Chicago

Chicago Partners With Third-Party Firm to Overhaul Workers Comp Program

A new audit of the program revealed Thursday showed 1,300 open cases, 600 of which are decades old, costing taxpayers more than $294 million.

An outside firm will take over day-to-day operations of the city of Chicago's $100 million workers compensation program, Mayor Lori Lightfoot announced, calling out Ald. Ed Burke for running a system that's "ripe for corruption."

More than 12 years ago, NBC 5's Carol Marin and the Chicago Sun-Times detailed repeated abuses of the workers compensation program.

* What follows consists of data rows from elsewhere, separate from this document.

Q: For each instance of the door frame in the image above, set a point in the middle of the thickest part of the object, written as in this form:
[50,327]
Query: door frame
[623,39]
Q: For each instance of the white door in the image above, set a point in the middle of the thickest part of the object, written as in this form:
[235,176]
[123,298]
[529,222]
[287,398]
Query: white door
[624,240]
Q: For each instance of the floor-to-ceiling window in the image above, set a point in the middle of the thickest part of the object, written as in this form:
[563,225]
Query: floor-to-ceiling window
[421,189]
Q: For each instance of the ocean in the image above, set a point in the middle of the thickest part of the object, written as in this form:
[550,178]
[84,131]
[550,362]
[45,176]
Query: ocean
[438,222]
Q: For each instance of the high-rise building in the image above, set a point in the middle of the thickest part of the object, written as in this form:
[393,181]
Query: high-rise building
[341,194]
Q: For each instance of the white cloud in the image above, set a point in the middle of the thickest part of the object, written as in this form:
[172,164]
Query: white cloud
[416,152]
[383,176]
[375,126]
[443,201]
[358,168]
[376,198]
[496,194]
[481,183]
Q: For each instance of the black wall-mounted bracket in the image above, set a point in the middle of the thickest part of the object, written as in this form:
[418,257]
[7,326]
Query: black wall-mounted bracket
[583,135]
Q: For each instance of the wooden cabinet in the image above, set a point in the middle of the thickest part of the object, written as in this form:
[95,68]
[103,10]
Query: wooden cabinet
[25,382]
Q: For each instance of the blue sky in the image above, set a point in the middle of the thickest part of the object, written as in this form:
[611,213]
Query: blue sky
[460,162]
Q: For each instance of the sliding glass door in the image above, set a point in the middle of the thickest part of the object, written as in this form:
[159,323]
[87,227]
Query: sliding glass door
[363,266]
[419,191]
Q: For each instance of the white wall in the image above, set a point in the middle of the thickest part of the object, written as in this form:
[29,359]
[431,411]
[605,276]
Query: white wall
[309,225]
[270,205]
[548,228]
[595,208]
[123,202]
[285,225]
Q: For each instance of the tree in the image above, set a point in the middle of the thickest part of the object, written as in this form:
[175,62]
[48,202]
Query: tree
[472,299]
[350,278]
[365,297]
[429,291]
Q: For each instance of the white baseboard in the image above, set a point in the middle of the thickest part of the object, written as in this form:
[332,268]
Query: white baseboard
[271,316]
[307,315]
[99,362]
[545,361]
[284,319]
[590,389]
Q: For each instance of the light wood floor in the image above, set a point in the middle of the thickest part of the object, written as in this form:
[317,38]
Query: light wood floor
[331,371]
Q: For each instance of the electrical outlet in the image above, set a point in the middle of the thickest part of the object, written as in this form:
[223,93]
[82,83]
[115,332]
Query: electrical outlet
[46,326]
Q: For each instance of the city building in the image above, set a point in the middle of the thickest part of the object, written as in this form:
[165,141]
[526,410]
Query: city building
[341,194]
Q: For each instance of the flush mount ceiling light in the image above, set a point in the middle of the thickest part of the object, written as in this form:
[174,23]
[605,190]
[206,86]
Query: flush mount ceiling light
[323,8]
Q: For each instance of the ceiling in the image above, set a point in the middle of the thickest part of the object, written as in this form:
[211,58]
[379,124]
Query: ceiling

At the time, Burke, still the long-time chair of the city's Finance Committee, said he had "confidence that the staff on the committee on finance has done the best that it can in an admittedly very difficult system."

A new audit of the program revealed Thursday showed 1,300 open cases, 600 of which are decades old, costing taxpayers more than $294 million.

"Under no imagination of best practices did that make sense," Lightfoot said Thursday. "People have a right to expect when they file a legitimate workers compensation claim, that it's going to be resolved in a timely fashion."

The audit also revealed that the staff is inadequately trained, there is no fraud policy and no tip hotline in place to report abuse.

"A lot of this is on paper," Lightfoot said. "It's not electronic, so there's going to be a massive undertaking to get our arms, our collective arms around the universe of claims."

The third-party firm, Gallagher Bassett, will help create a program that is "consistent with best practices across the country," she said.

Among responsibilities, Lightfoot has tasked Gallagher Bassett with adopting new technology "to expedite claims review and control medical costs and improve outcomes for injured employees."